The changes to the formula include:

  • Enhancing the Foundation Aid Formula to ensure that high needs school districts continue to receive the greatest increases in Foundation Aid;
  • Decreasing the maximum increase from 25 percent to 15 percent;
  • Decreasing the second year phase-in of the program from 42.5 percent of the planned four-year increase to 37.5 percent.

The Executive Budget proposal to decrease the minimum Foundation Aid increase for districts from 3 percent to 2 percent will not be implemented.

The Enacted Budget also includes $202 million in High Tax Aid for those school districts with the highest property tax burden compared to wealth. This is an increase of $102 million compared to the previous year.

Proposed reforms to the BOCES aid formula included in the Executive Budget will not be implemented. BOCES funding will total $672 million, an increase of $49 million (7.8 percent) compared to 2007-08.

Other initiatives contained in the 2008-09 Enacted Budget education plan include:

English Language Learners: The Budget includes an increase in aid of $2 million to support and encourage the expansion and replication of proven programs serving the increasing number of English Language learners enrolling in New York's public schools.

21st Century Learning Centers: In the 2008-09 school year, the State will provide $10 million for the 21st Century Learning Centers program. These centers provide academic enrichment outside of regular school hours, primarily to children who attend high-poverty and low-performing school.

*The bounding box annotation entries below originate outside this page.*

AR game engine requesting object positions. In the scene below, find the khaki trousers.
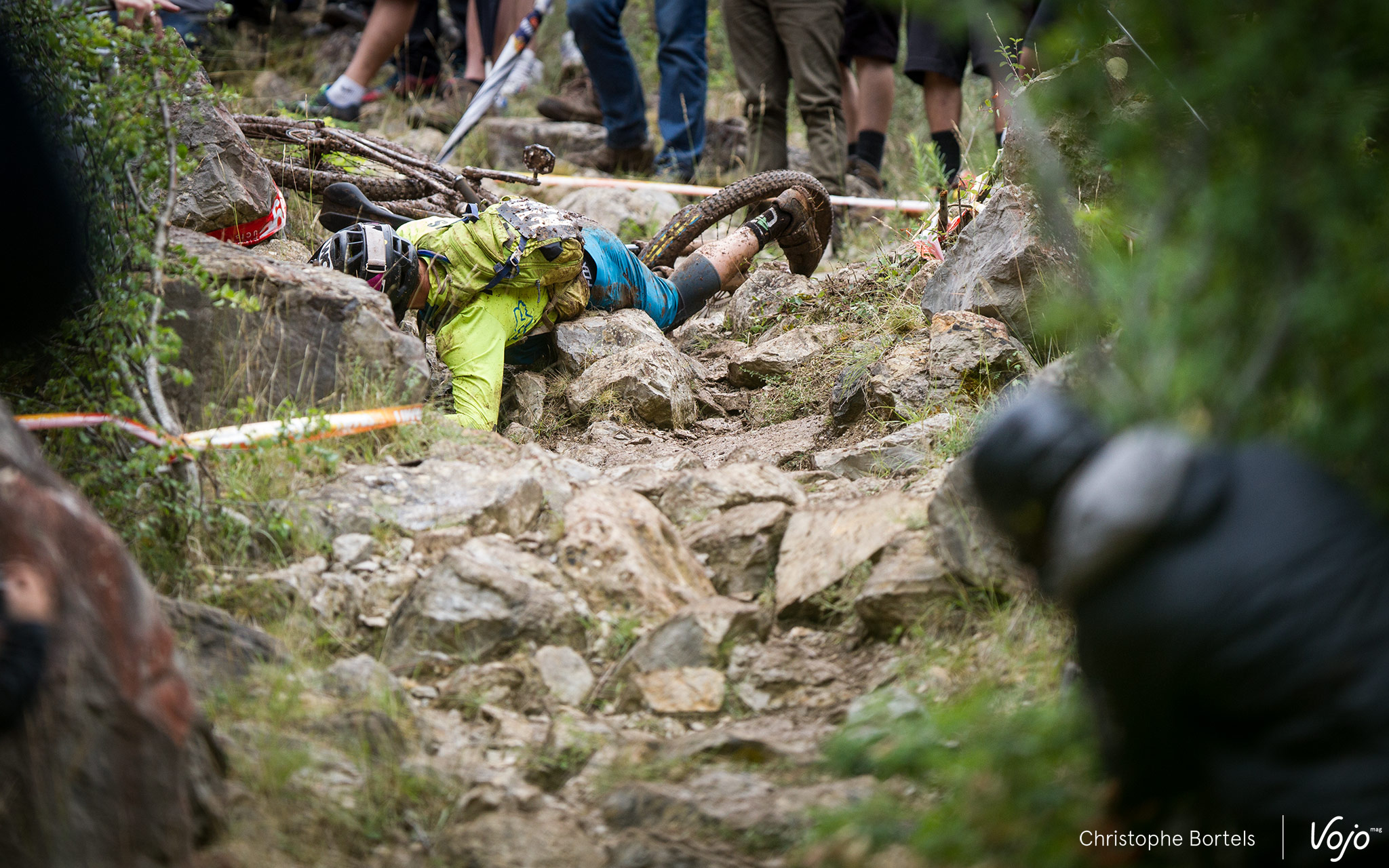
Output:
[722,0,847,195]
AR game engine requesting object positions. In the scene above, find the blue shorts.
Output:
[583,226,681,332]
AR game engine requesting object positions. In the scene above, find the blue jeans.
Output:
[568,0,708,170]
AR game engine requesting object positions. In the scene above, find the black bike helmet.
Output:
[309,224,419,323]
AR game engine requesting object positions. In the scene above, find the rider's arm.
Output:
[435,304,507,429]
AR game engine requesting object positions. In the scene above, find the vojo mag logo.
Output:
[1311,815,1384,863]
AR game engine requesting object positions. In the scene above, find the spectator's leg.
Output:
[722,0,790,172]
[397,0,440,90]
[839,62,859,144]
[345,0,416,87]
[921,72,964,135]
[568,0,646,150]
[463,0,488,82]
[771,0,848,195]
[656,0,708,178]
[853,57,896,170]
[484,0,534,58]
[903,16,970,184]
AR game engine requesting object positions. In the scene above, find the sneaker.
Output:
[406,78,480,134]
[278,85,361,121]
[567,144,656,175]
[844,157,884,193]
[656,154,694,183]
[534,75,603,123]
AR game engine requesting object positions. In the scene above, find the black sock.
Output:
[859,129,888,170]
[931,129,960,183]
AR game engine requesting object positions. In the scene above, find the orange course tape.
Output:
[14,404,424,452]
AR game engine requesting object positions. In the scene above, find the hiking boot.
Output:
[406,78,480,134]
[566,143,656,175]
[284,85,361,121]
[319,3,371,31]
[844,157,884,193]
[772,187,829,278]
[534,75,603,123]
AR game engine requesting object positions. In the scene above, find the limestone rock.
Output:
[383,536,583,665]
[324,654,406,704]
[694,416,829,467]
[557,187,681,239]
[632,667,725,714]
[435,805,607,868]
[728,325,839,387]
[777,493,926,614]
[656,464,806,526]
[921,184,1068,335]
[302,458,545,534]
[256,237,314,262]
[813,412,956,479]
[170,74,275,232]
[554,307,673,374]
[684,500,791,595]
[928,457,1032,595]
[534,644,593,705]
[863,330,953,419]
[480,117,607,172]
[0,401,216,865]
[501,422,534,444]
[437,661,545,714]
[603,768,874,847]
[164,229,429,407]
[725,267,819,335]
[564,343,696,428]
[160,597,286,692]
[631,597,766,672]
[334,533,376,570]
[931,311,1038,395]
[555,485,714,618]
[855,530,957,636]
[501,371,547,431]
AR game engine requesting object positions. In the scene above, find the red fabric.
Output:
[208,186,288,248]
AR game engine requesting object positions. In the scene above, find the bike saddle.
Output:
[318,180,414,232]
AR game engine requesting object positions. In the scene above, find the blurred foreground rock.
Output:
[0,403,224,868]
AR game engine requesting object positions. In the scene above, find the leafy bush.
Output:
[804,685,1100,868]
[1036,0,1389,507]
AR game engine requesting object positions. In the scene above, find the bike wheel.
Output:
[640,170,831,268]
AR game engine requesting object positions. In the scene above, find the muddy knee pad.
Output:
[671,256,724,325]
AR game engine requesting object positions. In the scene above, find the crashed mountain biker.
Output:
[311,187,823,429]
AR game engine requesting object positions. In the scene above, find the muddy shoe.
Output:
[406,78,478,134]
[772,187,829,277]
[566,144,656,175]
[534,75,603,123]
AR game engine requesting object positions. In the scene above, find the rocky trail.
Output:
[143,211,1051,868]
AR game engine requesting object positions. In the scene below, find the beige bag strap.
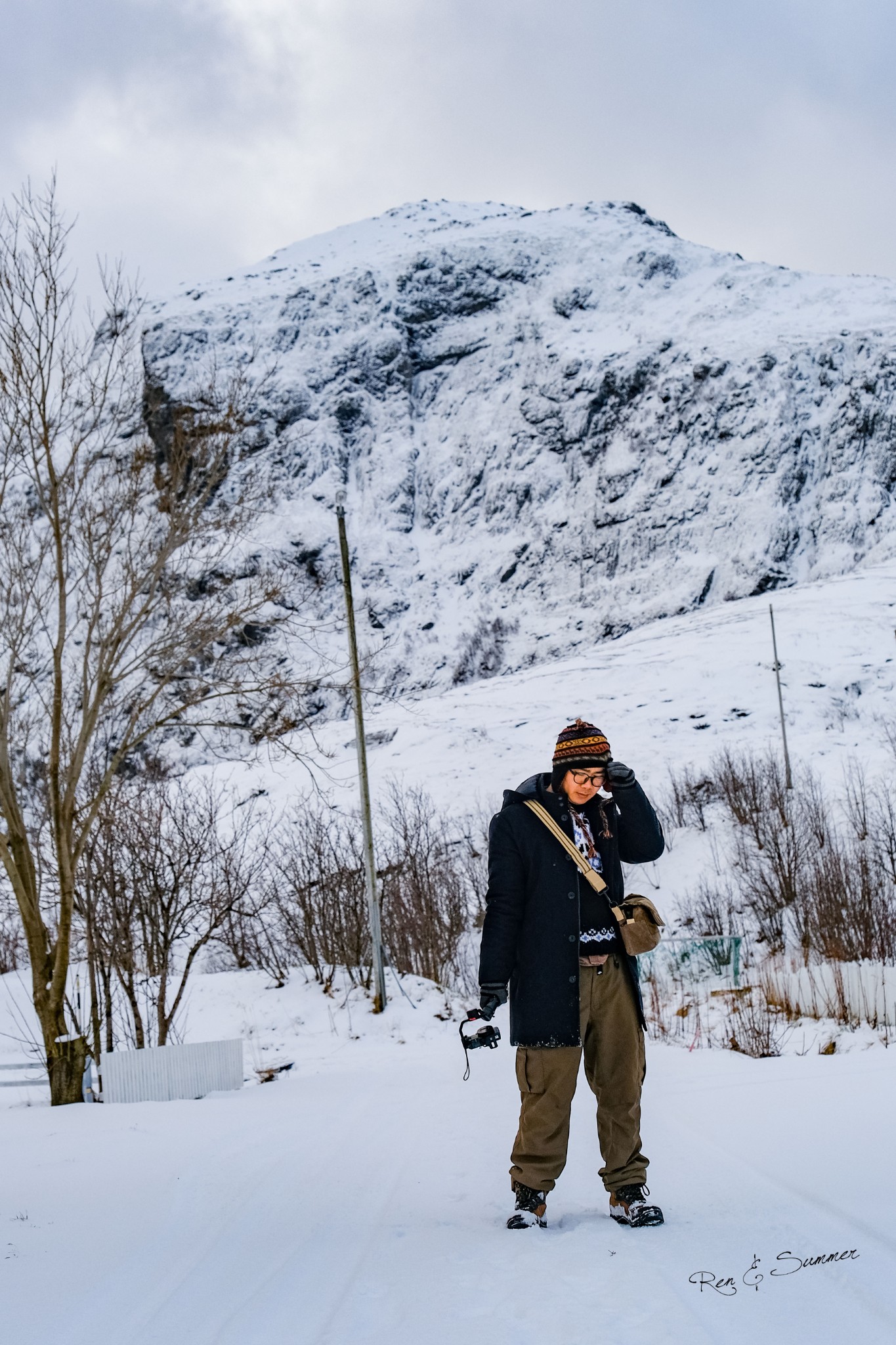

Background Checks: In order to promote student safety and security, the Enacted Budget increases funding for the State Education Department’s Office of Higher Education and the Office of the Professions by $1.2 million to a total of $8.4 million. The funding will be used to enhance the department’s ability to conduct criminal history background checks and process fingerprints of prospective employees of school districts, charter schools and Boards of Cooperative Educational Services (BOCES).